I want to share with you two reviews for my album Maalbeek, which was released a few months ago. If you are interested in more, the album is available here
(and at many other stores). That page includes samples of all the tracks.
A full length track is available on my own pageStephen Fruitmansonomu.net
I would choose to classify the music of Matthew Florianz as ambient traditionalist or rather, "originalist", in the sense that he maintains an unsettling, sombre tone throughout his work, restricts his palette, and like Brian Eno and Harold Budd before him, creates atmospheres and "landscapes" hitherto unheard and only possible to visit through sound. Shut your eyes and you shall see.

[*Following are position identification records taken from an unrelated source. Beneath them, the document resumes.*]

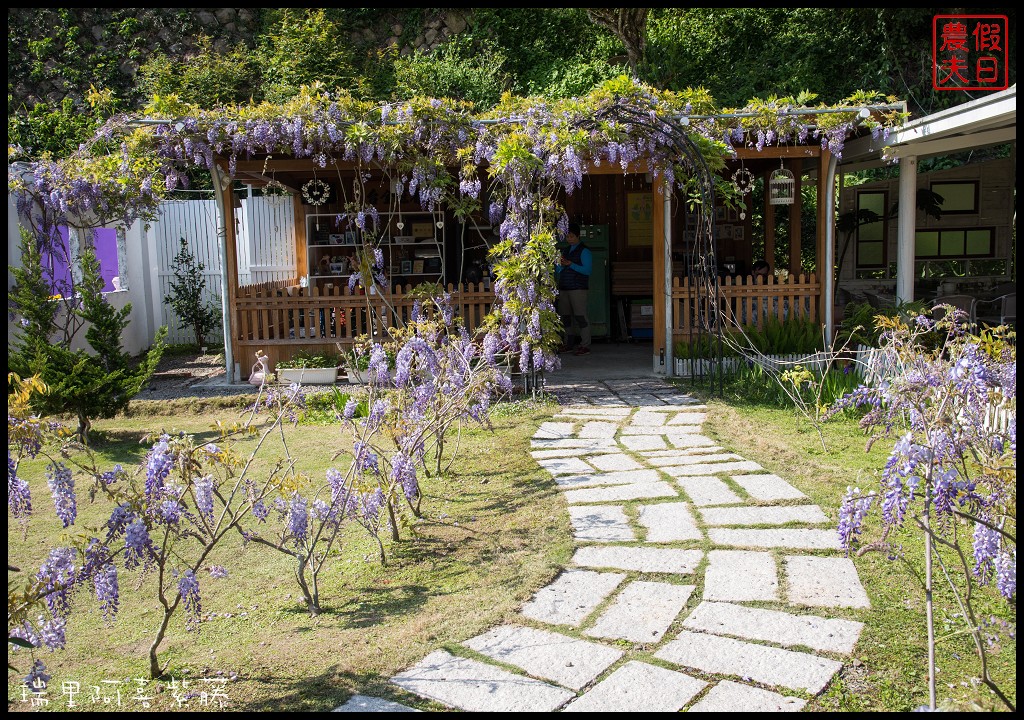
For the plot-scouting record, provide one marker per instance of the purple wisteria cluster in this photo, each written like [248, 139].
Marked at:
[955, 452]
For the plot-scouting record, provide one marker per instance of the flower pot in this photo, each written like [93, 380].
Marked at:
[308, 376]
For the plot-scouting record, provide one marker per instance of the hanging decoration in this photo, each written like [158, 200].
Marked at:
[781, 186]
[315, 193]
[742, 180]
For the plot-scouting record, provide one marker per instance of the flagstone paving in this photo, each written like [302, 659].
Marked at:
[673, 535]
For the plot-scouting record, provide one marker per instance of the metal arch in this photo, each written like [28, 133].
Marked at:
[706, 314]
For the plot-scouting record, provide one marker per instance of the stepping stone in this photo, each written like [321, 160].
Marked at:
[634, 491]
[691, 403]
[768, 488]
[578, 442]
[669, 522]
[688, 439]
[571, 597]
[770, 666]
[687, 459]
[642, 611]
[729, 696]
[639, 687]
[643, 441]
[780, 628]
[642, 559]
[709, 491]
[643, 430]
[565, 466]
[740, 575]
[553, 430]
[779, 515]
[542, 653]
[823, 582]
[600, 523]
[366, 704]
[647, 418]
[608, 478]
[598, 429]
[712, 468]
[477, 687]
[574, 452]
[797, 538]
[688, 419]
[617, 461]
[681, 452]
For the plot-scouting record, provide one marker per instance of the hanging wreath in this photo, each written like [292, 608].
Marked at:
[315, 192]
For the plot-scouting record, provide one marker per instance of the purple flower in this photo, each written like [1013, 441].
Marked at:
[37, 678]
[203, 488]
[105, 583]
[52, 633]
[403, 474]
[57, 574]
[298, 517]
[18, 495]
[188, 589]
[158, 466]
[1006, 574]
[138, 548]
[61, 484]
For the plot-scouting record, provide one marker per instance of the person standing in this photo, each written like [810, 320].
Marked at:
[573, 271]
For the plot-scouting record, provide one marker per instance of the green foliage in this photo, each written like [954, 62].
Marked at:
[49, 129]
[186, 296]
[306, 358]
[88, 385]
[785, 337]
[861, 323]
[306, 47]
[453, 71]
[207, 78]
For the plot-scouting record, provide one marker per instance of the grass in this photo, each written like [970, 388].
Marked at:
[890, 672]
[492, 536]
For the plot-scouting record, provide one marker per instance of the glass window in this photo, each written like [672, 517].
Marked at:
[957, 197]
[872, 237]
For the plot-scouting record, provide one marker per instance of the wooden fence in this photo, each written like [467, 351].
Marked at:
[741, 301]
[281, 318]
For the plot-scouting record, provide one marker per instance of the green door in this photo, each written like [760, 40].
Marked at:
[598, 300]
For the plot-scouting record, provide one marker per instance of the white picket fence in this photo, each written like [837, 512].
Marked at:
[265, 248]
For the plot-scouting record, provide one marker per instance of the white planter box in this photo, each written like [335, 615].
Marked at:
[308, 376]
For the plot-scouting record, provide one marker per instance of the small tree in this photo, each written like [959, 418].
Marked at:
[186, 296]
[96, 384]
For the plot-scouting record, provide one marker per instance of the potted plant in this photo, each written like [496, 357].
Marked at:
[309, 369]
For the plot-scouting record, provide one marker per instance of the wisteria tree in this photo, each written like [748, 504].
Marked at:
[951, 473]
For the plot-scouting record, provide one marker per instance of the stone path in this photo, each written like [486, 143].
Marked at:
[700, 582]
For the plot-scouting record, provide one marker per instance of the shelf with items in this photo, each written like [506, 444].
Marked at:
[412, 243]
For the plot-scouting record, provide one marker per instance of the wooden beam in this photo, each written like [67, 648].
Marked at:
[782, 152]
[795, 228]
[769, 226]
[657, 249]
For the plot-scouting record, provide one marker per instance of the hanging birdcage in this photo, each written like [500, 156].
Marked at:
[781, 186]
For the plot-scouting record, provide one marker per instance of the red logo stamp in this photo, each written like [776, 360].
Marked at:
[970, 52]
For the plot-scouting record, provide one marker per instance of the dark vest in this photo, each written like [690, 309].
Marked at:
[569, 279]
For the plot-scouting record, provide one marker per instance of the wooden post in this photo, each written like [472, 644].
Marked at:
[657, 249]
[769, 227]
[825, 203]
[795, 228]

Like his earlier albums, Maalbeek evokes someplace where no one else is - and it is a place that is vast. It is a place where the sun is always hidden by cloud, without vegetation, smoothed over, leaving space for your own imagination to wander. Your imagination becomes your avatar in this strange land. To create this very special feeling of comforting desolation he uses synthesizers and piano, but never anything resembling a conventional melody will decorate the landscape as his fingers grace the keyboards.
As fine and consistent an artist vision as you can find. Paul LloydIgloo Magazine
(03.09.08) Maalbeek is Matthew Florianz’s latest release on H/S Recordings. Taking its name from a wooded area that straddles the Holland/Germany border, Maalbeek is a place that Florianz visits often to walk and absorb the natural beauty of the diverse range of colours, atmospheres and foliage it offers. As the primary influence for this album it is considerably more minimal and ambient than the moody complexity of Niemandsland before it. Even the artwork is taken from a rediscovered drawing from 1997.
One of the beauties of Florianz’s work is the way that it is able to create intense moods and atmospheres from beginning to end. Often, Florianz will record his albums on location, whether that is on a windswept shore (Openstage) or the relative safety of an apartment building (Molenstraat). Recording his music live and often improvised on location lends a whole new level of environmental awareness to his recordings and, although Maalbeek is not recorded in this way, it bears all the hallmarks of Florianz’s ability of translate the mood and feeling in his mind into music for others to experience. Maalbeek itself, like all of Florianz’s work, is completely unrushed and slowly and deliberately unfolds and expands at just the right pace. “Belfeld”, the opening track, is so wonderfully serene and languid that you can feel the cool water lap around you as you float effortlessly downstream without a care in the world. At other times, the mood is slightly more anxious, windswept and melancholy; “Spiegelend” for example. Even then, Florianz’s work has an undeniable serenity to it, almost considerate and comforting as if sharing an experience. Another aspect of his work is that it comes across as intensely personal, almost as though he is indirectly sharing his innermost thoughts and experiences by creating moods and sonic imagery to relay those feelings and share them with his listeners in a giving and almost therapeutic way. Maalbeek however is less intensely emotional than some of his previous works but purveys a sense of calm, control and composure that the quiet beauty of isolation in a forest might bring. He does this through layers of floating, almost orchestral synth tones that gently flood the senses with an air of tranquil, spacious serenity. By its close, Maalbeek gently drifts away, steadily becoming quieter and slowly fading away until it is gone completely.
Alongside the Maalbeek album, H/S Recordings has funded a professionally produced CDR release entitled Drie exclusively as a thank you for those people who purchased the Niemandsland boxset, essentially financing the release. Seen by Florianz as the last in an arc of releases encompassing Self, Three, Niemandsland, Jaren and Drie itself, this album is generally in keeping with the ambient atmosphere of Maalbeek but more reminiscent of Florianz’s previous works in being drone based, considerably darker and more ominous in mood. Clocking in at a fraction over an hour and covering nine tracks, Drie is a full album in its own right, building in mood as it progresses. Taking the listener on a journey from shadowy rumbling dronescapes through glistening radiant tones and on to dark swathes of drifting sound, Drie may be dark and desolate but it is also strangely comforting and possesses an uneasy sense of calm.
Although not particularly prolific, Florianz makes each of his releases count by keeping a close ear on quality control. Each of his albums offers him a new sonic canvas on which to translate his sonic imagery and he never fails to produce the best ambient music he can offer. Florianz is a master of intense environmental ambient music that can make great background music but is only truly appreciated with focused listening in seclusion, preferably with headphones, where it can be given the attention it deserves.